Oh campo, monte, fiume! Segreto delizioso e fermo! La nave rischiò di spezzare il riposo dell’anima: fuggo dal mare in tempesta.
Sogno ininterrotto, voglio, un giorno puro, felice, libero; non mi importa del viso inutilmente severo che esalta il sangue e il denaro.
Mi farò svegliare dagli uccelli il cui canto non ha legge non mi lascio imbrigliare dalle convenzioni da chi dipende dall’arbitrio altrui.
Voglio vivere a mio modo voglio godere del bene che devo al cielo solo, senza testimoni, privo di amore e di zelo, di odio, di speranze, di ricatti.
Sul crinale della montagna ho piantato un giardino: in primavera si ricopre di fiori è già il frutto della mia speranza.
Desidero che la sua bellezza si accresca in questa ombrosa valle: per questo corro verso la fontana limpida.
Seguo la sinuosa spirale degli alberi: i sentieri ricchi di verdure e di fiori che si diffondono ovunque.
Nel giardino, il vento è in preghiera: offre mille odori ai sensi; gli alberi tremano con rumori morbidi dimentichi dell’oro e dello scettro.

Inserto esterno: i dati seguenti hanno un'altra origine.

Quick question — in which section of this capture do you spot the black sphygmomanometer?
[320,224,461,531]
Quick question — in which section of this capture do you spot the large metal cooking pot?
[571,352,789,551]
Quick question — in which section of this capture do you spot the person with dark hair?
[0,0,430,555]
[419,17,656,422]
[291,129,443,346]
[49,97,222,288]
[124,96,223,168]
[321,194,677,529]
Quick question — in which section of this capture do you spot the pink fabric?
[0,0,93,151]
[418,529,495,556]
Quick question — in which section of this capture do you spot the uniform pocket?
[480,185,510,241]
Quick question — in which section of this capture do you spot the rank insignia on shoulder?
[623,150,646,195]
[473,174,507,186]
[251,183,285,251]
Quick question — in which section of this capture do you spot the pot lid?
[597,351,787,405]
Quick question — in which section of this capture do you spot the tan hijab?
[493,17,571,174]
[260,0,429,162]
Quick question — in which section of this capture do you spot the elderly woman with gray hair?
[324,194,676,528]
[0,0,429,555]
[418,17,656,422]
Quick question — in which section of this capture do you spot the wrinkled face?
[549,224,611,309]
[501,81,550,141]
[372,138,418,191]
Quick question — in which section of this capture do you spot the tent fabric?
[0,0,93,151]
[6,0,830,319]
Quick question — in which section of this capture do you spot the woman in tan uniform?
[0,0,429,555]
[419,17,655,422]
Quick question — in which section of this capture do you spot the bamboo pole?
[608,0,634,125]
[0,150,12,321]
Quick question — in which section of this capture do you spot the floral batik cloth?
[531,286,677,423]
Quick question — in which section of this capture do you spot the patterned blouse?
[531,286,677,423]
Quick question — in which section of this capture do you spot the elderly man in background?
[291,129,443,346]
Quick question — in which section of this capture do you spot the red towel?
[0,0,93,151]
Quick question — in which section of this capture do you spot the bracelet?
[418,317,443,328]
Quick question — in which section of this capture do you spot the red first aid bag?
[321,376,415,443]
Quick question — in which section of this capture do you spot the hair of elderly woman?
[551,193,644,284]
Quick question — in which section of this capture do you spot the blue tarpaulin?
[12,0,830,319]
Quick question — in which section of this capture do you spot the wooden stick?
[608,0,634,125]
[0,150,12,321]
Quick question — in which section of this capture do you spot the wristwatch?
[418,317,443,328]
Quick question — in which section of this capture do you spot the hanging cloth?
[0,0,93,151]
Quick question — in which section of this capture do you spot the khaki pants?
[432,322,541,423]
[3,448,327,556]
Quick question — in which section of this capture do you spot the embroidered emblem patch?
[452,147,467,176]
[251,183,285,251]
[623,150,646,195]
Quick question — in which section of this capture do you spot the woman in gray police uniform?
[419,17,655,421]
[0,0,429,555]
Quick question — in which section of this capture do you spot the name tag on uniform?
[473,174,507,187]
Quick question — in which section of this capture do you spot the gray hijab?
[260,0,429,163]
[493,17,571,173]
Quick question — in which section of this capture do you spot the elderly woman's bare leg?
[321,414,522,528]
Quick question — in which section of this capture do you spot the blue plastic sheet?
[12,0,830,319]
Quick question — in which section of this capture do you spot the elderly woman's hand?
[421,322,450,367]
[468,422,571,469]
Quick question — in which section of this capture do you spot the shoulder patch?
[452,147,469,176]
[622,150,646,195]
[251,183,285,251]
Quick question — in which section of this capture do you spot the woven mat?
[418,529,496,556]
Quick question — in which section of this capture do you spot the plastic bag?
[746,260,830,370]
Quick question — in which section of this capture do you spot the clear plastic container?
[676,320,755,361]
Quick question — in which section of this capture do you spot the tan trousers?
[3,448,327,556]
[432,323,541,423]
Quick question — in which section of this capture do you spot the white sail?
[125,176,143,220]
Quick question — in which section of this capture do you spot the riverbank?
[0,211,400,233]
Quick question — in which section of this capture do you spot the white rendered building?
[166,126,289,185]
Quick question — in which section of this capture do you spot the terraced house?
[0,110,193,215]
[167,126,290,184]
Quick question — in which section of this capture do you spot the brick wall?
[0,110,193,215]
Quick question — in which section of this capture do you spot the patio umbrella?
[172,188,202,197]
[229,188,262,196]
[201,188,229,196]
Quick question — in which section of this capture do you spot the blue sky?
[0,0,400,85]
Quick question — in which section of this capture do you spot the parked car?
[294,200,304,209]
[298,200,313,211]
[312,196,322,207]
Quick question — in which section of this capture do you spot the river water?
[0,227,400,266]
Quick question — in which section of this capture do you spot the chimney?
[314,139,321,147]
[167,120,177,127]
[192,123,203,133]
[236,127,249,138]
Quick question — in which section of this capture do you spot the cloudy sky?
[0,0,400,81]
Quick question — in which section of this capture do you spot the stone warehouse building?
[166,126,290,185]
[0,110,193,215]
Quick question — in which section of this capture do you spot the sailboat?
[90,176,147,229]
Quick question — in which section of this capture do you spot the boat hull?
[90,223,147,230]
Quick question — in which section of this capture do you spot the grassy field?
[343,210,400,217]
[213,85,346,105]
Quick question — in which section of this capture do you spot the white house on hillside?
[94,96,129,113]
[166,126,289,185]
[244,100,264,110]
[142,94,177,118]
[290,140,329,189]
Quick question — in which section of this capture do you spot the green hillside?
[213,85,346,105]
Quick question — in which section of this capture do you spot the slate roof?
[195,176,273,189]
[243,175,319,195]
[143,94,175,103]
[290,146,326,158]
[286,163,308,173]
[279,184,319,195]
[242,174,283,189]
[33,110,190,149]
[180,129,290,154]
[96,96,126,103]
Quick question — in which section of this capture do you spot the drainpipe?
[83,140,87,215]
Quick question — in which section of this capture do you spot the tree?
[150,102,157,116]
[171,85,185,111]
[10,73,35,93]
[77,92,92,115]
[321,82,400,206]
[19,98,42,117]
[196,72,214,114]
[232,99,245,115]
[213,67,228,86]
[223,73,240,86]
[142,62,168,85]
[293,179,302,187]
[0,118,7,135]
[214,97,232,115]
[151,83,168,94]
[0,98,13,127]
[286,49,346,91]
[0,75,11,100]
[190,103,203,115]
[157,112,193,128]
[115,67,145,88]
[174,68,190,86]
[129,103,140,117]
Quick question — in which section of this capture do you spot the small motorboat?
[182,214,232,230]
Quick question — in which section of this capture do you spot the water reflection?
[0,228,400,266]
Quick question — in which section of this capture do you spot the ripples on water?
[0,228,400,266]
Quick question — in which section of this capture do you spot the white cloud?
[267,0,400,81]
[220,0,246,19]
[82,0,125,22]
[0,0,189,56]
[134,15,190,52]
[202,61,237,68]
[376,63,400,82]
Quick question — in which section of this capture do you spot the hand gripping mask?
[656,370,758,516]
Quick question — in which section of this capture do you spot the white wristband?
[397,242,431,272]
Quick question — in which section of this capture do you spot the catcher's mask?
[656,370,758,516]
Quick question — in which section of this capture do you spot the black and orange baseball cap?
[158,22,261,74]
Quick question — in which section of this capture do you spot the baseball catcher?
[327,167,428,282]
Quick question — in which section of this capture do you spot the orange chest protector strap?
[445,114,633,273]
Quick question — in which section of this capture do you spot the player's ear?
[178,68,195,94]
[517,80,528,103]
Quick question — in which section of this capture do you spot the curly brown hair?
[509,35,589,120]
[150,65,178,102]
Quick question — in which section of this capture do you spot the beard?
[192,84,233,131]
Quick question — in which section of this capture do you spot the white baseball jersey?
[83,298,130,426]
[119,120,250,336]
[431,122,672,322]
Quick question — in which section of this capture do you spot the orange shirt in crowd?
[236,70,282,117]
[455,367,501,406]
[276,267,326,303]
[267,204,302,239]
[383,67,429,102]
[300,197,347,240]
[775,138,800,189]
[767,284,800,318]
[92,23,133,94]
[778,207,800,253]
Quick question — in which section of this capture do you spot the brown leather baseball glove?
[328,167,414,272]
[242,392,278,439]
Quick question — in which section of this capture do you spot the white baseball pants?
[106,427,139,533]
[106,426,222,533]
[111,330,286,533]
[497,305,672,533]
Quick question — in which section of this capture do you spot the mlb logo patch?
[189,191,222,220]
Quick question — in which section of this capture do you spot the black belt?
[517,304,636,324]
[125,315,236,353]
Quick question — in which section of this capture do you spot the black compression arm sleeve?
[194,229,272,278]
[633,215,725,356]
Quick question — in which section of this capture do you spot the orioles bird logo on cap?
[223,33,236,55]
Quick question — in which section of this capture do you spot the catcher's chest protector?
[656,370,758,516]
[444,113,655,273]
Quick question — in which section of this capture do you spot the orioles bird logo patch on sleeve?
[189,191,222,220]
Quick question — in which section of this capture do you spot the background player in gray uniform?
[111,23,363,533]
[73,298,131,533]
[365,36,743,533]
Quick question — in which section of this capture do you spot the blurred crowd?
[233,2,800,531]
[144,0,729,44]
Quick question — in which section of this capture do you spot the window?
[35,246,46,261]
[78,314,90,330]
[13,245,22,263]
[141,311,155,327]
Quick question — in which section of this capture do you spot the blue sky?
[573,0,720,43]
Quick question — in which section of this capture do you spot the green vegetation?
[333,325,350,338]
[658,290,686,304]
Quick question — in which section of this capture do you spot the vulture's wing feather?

Ha il suo tesoro anche chi confida in un legno debole: ma non baderò al pianto di chi diffida quando il vento insiste.
Per me, una povera mensa, fornita di amabile pace è migliore dei piatti d’oro finemente decorati: sono di quelli che non temono l’ira del mare.
Miserabili, gli uomini arsi da una sete implacabile, da un comando che non dura. Sdraiato all’ombra io canto.
Sdraiato all’ombra coronato di edera e allora tendo l’orecchio al dolce suono, armonico, del plettro mosso con sapienza.